One morning after Ben had left for work she was heading down the hall in her nightgown and gnawing on a piece of toast when she heard Szilard singing tunelessly in the shower. He sang a song he had apparently learned from the radio or in the CD store, where he sometimes spent an afternoon conducting research on our nation’s vibrant youth culture. —You and me baby ain’t nothing but mammals, so let’s do it like they do on the Discovery Channel.
It made her laugh abruptly, alone in the hallway. She stopped and stood there and ate the last crust; then she opened a door at random and stared inside at the dusty photo albums standing on a shelf beside a stack of linens. They were not hers but her parents’, part of her inheritance when they died. She had taken them out of their apartment when she was going through their belongings but since then she avoided looking at them. It had hung over her since.
She picked up the album on top of the pile and opened it to a black-and-white picture of her mother as a child, standing with a blond boy in swimsuits on a beach, holding sandcastle shovels. Their faces were young and perfect, large soft dark eyes and unlined skin.
Joy, she thought: maybe when you don’t have it yourself, when you don’t have the grace, you look for it to shine out of someone nearby.
She felt her smile fading and thought: Watch yourself. It wasn’t the answer to look elsewhere just because she couldn’t make her own light.
—Can you give me a towel? interjected Szilard loudly, sticking his wet head out the bathroom door.
She reached into the closet again and pulled one out, crossed the hall and handed it to him. He shut the door without further comment.
We’re so many, we’re so hard to distinguish from each other, but we long to be distinguished, she thought, putting the album away without looking at it any more, shutt
ing the closet door and walking away from Szilard and his ingratitude.
Because of that we feel compelled, beyond being happy, also to feel chosen. We want to feel anointed and brought in, to know we have been spoken to, she thought, and went alone into the yard, shutting the door behind her softly to watch the neighbors’ solid, square-faced tabby cat stare up into a tree without moving. She walked over to pet it and then retreated to her front steps to sit down again. The cat resumed its observation of the tree and she followed its gaze: in the high branches was movement, a small animal.

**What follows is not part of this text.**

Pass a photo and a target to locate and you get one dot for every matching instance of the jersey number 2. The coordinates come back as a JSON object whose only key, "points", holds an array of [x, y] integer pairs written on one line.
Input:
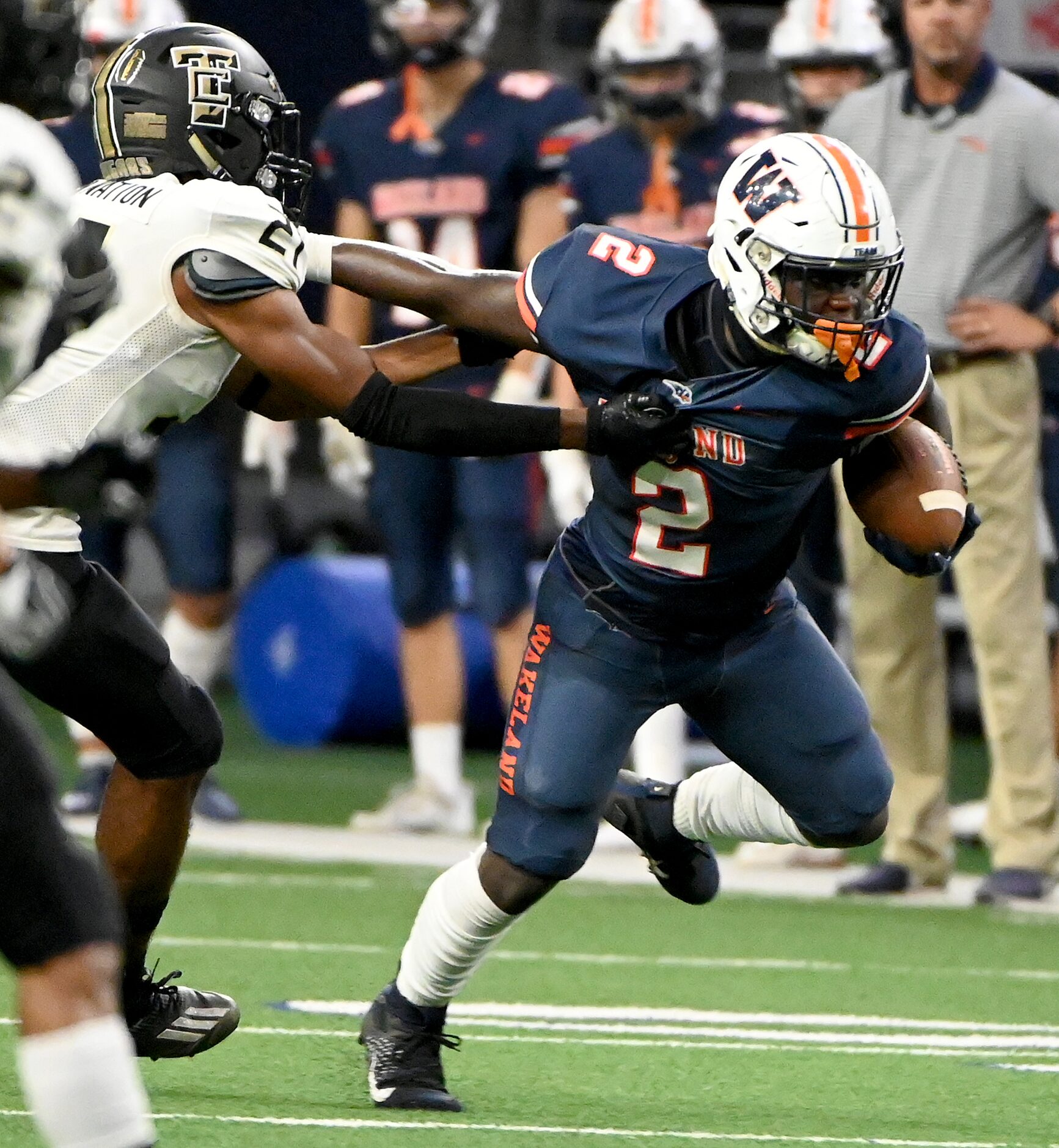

But then when she looked back at the cat it had fallen onto its paws. Its chin was resting there, and slowly it rolled sideways onto the ground. There was something wrong with the movement and she got up suddenly and ran over to it. It was breathing shallowly, and its eyes rolled toward her slowly though it did not turn its head. She felt its side, the warm roundness of the stomach, the sleek back, and there was nothing: but then she shifted on her feet and craned her neck she saw blood on its neck, a small bloody hole. And then a larger hole at the shoulder.
There was black on her eyelids as she squatted beside it, swaying, a hot prickle in her cheeks. Blood seeped from the hole in its throat to disappear in the grass and the cat closed its eyes with her beside it, touching it in panicky small pats and pleading —No! No no no! in a whisper.
Finally she rose on quaking legs and ran out of the yard, onto the street. No one was around. She saw nothing.
But the cat had clearly been shot. And the shot had been silent.
—Help! she said weakly. Her voice was almost gone.
There was no one visible.
Dazed she walked back into her yard and sat down beside the cat. She put a hand on its still, warm flank, looked at its quiet face and felt a searing pity. Soon she turned her face up and her eyes stung with the light of the sky through the tree branches, which she was staring at without blinking.